VideoModelStudio / NOTES.md
jbilcke-hf's picture
jbilcke-hf HF Staff
some ai notes
a9df757
# Video Model Training Notes
## Training Step Analysis
### What happens in a training step?
A training step processes **exactly `batch_size` samples** (not the entire dataset). Here's what happens:
**Per Training Step:**
- Processes `batch_size` videos/samples (configurable, typically 1-8)

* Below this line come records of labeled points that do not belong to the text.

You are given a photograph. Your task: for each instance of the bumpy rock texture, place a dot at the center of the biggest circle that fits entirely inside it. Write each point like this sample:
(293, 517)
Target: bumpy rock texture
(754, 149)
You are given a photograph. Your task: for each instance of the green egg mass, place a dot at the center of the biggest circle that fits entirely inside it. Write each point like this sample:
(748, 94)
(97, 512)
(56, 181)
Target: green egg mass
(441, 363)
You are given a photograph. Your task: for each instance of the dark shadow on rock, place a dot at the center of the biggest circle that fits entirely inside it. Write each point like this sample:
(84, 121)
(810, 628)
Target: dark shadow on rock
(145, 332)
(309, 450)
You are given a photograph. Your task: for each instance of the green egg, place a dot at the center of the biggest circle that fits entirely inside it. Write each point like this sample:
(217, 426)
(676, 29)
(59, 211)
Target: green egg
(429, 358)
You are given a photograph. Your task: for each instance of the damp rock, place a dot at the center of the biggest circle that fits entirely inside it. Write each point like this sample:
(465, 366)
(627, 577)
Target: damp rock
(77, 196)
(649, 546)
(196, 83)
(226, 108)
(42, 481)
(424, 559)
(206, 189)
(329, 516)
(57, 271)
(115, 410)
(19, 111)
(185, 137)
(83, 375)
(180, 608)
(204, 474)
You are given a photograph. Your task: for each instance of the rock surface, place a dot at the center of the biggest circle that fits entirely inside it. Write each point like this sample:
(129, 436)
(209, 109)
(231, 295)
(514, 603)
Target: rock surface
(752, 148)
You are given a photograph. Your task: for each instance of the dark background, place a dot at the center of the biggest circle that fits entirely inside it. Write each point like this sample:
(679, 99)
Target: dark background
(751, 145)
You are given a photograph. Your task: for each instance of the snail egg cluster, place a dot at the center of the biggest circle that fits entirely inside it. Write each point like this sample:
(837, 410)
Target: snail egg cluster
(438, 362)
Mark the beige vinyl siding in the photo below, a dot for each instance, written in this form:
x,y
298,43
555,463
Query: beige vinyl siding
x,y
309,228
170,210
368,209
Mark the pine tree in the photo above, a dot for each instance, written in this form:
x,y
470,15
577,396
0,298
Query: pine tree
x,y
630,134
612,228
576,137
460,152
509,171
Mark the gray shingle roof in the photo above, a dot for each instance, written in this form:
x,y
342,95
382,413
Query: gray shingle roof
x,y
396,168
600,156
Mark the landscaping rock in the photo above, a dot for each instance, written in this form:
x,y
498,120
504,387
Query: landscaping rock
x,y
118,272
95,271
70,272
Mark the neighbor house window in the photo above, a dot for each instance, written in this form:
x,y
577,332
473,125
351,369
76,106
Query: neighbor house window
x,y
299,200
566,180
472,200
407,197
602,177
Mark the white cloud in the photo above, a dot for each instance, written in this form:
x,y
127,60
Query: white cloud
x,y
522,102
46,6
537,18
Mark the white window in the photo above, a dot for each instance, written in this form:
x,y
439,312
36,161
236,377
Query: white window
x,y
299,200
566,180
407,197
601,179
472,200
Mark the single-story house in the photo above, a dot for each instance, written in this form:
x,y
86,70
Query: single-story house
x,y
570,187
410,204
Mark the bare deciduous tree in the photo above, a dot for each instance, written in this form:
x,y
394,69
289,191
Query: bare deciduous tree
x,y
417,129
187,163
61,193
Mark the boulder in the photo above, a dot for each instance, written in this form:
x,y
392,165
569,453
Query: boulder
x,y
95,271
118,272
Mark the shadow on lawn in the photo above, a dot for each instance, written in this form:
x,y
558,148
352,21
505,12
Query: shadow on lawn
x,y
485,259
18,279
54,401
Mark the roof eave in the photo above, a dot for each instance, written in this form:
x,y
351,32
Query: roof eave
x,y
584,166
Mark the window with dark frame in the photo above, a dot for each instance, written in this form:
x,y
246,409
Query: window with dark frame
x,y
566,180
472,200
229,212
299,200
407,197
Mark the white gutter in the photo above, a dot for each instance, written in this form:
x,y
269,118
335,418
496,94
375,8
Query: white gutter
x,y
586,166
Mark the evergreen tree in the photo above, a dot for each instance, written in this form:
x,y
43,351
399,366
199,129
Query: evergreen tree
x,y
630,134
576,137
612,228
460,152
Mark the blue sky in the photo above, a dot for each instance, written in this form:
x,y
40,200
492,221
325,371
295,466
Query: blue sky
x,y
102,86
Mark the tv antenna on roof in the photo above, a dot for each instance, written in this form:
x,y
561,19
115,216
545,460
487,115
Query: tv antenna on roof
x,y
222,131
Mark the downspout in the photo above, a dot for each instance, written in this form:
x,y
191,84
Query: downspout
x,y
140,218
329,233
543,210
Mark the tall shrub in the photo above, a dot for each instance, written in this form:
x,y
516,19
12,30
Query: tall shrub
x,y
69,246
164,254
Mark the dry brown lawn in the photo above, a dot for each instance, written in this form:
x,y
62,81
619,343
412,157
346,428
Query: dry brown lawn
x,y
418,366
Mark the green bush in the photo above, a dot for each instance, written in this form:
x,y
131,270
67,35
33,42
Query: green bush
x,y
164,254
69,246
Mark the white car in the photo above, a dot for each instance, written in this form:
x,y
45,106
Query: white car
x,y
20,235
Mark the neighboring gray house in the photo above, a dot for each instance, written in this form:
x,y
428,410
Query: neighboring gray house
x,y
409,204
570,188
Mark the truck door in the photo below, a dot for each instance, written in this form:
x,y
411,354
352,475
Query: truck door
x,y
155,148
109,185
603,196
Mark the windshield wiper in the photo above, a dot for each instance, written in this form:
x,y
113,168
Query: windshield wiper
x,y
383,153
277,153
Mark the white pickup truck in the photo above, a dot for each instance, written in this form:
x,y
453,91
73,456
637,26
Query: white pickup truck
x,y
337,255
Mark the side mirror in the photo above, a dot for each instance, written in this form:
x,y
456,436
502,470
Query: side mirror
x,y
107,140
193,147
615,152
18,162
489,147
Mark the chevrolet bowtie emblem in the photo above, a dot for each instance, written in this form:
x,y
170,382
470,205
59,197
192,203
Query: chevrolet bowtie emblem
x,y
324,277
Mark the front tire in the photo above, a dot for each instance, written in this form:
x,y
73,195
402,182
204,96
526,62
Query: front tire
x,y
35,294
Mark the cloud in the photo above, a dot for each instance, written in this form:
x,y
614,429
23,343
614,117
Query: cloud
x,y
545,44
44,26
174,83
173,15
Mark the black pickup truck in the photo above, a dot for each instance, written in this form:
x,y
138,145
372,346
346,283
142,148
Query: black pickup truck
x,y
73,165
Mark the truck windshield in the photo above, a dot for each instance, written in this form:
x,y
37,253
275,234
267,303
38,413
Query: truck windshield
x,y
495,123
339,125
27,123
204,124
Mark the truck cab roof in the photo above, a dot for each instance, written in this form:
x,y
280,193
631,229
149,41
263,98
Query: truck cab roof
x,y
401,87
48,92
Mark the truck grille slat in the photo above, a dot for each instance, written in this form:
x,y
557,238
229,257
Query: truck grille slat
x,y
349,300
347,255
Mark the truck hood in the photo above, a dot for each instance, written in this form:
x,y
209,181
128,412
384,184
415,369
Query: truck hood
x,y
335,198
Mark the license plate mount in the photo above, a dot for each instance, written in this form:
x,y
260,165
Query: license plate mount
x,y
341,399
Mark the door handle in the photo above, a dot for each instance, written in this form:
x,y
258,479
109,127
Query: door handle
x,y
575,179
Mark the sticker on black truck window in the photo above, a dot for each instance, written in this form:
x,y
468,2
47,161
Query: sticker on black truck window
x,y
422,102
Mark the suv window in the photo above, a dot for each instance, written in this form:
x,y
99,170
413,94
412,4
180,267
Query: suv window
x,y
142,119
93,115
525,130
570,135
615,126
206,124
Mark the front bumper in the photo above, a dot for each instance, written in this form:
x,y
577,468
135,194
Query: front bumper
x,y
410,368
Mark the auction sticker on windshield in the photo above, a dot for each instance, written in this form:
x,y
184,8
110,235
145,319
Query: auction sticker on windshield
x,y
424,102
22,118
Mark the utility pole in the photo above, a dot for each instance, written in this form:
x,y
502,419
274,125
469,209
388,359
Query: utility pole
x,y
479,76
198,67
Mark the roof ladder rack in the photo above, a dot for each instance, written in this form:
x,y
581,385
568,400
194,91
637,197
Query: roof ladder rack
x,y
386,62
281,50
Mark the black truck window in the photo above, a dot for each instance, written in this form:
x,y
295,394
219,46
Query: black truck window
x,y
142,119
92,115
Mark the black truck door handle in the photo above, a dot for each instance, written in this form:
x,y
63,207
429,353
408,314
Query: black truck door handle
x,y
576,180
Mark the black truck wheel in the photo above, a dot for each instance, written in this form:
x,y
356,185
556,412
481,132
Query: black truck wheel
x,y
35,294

- Uses smart batching that groups videos by resolution dimensions
- Two data streams: text embeddings + video latents
**Key Points:**
- With 100 videos and batch_size=4: each step processes 4 videos
- Training runs for a fixed number of steps (not epochs)
- Dataset loops infinitely, so videos are reused across steps
- Uses ResolutionSampler to batch videos of similar dimensions together
**Training Loop Structure:**
1. Load next `batch_size` samples from dataset
2. Group by resolution (spatial + temporal dimensions)
3. Forward pass through transformer (denoising)
4. Calculate loss and update weights
5. Increment step counter
So if you have 100 videos and batch_size=1, step 1 processes video 1, step 2 processes video 2, etc. When it reaches video 100, it loops back to video 1.
## Avoiding Overfitting
For video model training, a good rule of thumb is to keep each video seen **less than 10-50 times** during training to avoid overfitting.
**Common thresholds:**
- **Conservative**: <10 times per video (strong generalization)
- **Moderate**: 10-50 times per video (balanced)
- **Risky**: >100 times per video (likely overfitting)
**With low learning rates (e.g., 0.00004):**
- Lower LR means you can potentially see videos more times safely
- But still better to err on the side of caution
**Practical calculation:**
- If training for 10,000 steps with batch_size=1:
- 100 videos = 100 times each (risky)
- 500 videos = 20 times each (moderate)
- 1,000+ videos = <10 times each (conservative)
**Early stopping indicators:**
- Training loss continues decreasing but validation loss plateaus/increases
- Generated videos start looking too similar to training examples
- Loss of diversity in outputs
With low learning rates, staying under 20-30 times per video should be relatively safe, but <10 times is ideal for strong generalization.